Chuang-tzu said, “Those who arrive at the truth of life do not strive for anything that has nothing to do with life.” What has nothing to do with life is anything excessive. Simple food and old clothes are enough to take care of essential life; who do you need wine, meat, and silk for your life to be complete?

So whatever is not necessary for life should be eliminated, and so should anything that is excessive beyond the needs of life. Possessions have an injurious energy, which hurts people when it builds up. Even if you have few possessions, you still worry about them; how much the more when you have a lot!

If you tried to shoot a sparrow with a jewel, people would laugh at you; how much the more ridiculous it is to turn your back on the Way and virtue, slight nature and life, and shorten your life span by pursuing inessentials!

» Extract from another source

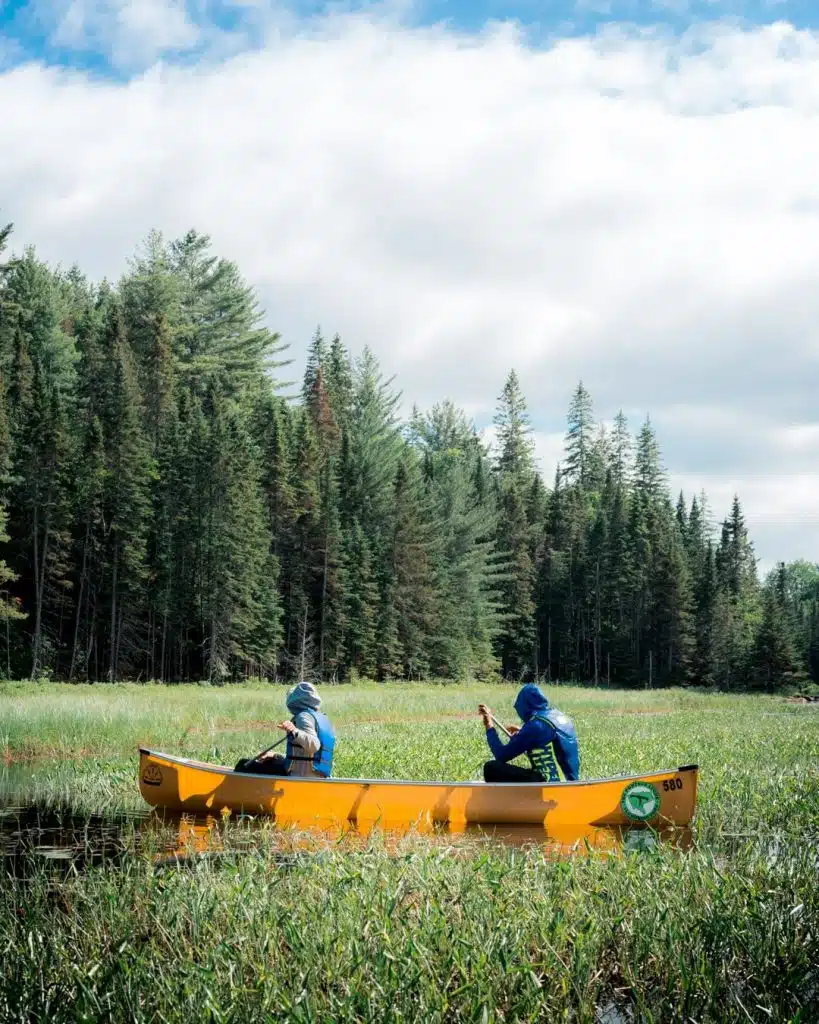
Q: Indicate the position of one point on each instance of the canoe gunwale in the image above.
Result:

If we compare fame and prestige to the Way and virtue, fame and prestige are artificial and base, whereas the Way and virtue are real and noble. If you can tell the noble from the base, you should get rid of the one and take the other, not hurting your body on account of fame, not changing your will on account of prestige. Chuang-tzu said, “One who loses himself by working for fame is no gentleman.”

TheĀ Scripture on the Western Ascent says, “Embrace the fundamental, keep to unity.” Spiritual immortalists who go to excess cannot keep to unity; they just sit in offices of glory. If you are not selective, everything you come in contact with will burden your mind and dull your intelligence; your practice of the Way will be defective.

As for those who deal with matters calmly and serenely, who are in the midst of things without being burdened, they are among those who have attained realization. If you say you are unburdened without really having attained it, you are really only fooling yourself.